Official sources said the MoD is poised to finalise a contract with the Ordnance Factory Board (OFB) for its Heavy Vehicles Factory (HVF) at Avadi, near Chennai, to series build 118 upgraded Mk-1A variants. Thereafter, five MBTs would be delivered to the army 30 months later, followed by 30 MK-1As each year, till the remaining 113 platforms are handed over to complete two armoured regiments by 2025-26.
But senior Indian Army armoured corps officers told The Wire that deploying the 68.25 tonne Defence Research and Development Organisation (DRDO)-developed Mk-1A MBT – amongst the world’s heaviest – would remain limited largely to Rajasthan’s desert region.
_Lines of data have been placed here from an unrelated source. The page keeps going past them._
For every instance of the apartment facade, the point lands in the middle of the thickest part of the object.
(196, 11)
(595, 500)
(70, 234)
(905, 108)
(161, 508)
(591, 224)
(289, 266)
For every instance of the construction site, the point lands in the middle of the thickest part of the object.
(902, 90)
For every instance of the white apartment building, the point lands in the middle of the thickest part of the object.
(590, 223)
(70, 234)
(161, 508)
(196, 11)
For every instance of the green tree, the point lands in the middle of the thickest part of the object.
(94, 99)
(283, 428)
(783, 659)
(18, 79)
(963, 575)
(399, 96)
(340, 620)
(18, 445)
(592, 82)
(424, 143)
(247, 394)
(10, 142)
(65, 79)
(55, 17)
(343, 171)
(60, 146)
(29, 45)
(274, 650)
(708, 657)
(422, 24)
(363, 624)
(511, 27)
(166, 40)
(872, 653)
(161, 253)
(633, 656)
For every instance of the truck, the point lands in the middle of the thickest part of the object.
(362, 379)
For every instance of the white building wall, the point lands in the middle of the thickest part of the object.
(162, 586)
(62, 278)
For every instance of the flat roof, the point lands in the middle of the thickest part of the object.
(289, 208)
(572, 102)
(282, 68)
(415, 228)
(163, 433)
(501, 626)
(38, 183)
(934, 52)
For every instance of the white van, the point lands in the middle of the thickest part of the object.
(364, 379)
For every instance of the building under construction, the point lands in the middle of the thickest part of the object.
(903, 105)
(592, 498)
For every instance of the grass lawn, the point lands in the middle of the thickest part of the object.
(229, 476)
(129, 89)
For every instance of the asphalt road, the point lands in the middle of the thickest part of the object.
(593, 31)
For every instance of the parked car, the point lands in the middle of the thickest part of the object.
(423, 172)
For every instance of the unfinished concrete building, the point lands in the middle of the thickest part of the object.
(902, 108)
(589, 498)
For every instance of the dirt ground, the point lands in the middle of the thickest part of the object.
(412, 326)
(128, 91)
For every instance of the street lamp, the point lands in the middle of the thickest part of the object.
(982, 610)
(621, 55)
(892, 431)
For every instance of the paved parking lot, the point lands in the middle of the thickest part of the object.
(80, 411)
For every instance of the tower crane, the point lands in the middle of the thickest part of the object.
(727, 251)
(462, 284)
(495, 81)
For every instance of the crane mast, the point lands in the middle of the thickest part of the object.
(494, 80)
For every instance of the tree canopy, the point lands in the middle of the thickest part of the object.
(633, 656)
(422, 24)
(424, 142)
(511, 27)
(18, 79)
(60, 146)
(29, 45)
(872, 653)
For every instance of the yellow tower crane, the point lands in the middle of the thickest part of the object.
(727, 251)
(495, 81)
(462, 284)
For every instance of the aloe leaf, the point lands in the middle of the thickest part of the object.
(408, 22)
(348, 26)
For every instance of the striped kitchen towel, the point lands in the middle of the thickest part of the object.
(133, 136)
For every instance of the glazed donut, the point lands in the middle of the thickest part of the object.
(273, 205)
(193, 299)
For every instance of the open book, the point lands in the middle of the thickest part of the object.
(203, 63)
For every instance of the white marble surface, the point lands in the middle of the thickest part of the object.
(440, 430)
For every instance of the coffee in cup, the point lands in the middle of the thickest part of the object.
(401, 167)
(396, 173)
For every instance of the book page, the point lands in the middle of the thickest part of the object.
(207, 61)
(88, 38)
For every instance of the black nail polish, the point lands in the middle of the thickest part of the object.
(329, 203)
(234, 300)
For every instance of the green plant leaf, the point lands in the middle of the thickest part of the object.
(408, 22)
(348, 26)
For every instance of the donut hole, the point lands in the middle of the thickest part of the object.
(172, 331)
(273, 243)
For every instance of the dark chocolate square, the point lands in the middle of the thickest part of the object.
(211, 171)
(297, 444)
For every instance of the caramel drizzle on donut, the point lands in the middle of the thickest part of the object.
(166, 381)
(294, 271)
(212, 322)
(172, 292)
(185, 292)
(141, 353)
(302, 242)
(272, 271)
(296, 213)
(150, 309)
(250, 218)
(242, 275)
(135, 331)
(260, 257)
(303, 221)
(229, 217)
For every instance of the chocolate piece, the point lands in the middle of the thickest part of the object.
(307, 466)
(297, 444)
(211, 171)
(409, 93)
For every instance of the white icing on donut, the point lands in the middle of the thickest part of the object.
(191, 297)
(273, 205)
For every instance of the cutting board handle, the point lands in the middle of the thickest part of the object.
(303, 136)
They maintain that the MBT’s bulk and weight excluded positioning it in Punjab or adjoining areas, as its cross-country mobility was restricted by the sizeable nominal ground pressure (NGP) it exerts.
The NGP pertains to pressure exerted on the ground by the MBT during movement, and remains an operational measure of its relative un-deploy-ability in this critical region where the Indian Army has fought decisive tank battles with the Pakistan Army in 1965 and 1971, which are still analysed by militaries around the world. At 62.5 tonnes, the basic Arjun Mk1 version – of which 124 are currently in the army service – too suffers from a similar weight handicap.
Besides, the majority of bridges across Punjab were built to withstand loads averaging 50 tonnes, some 18 and 12 tonnes less than what the Mk-1As and MK1s weigh.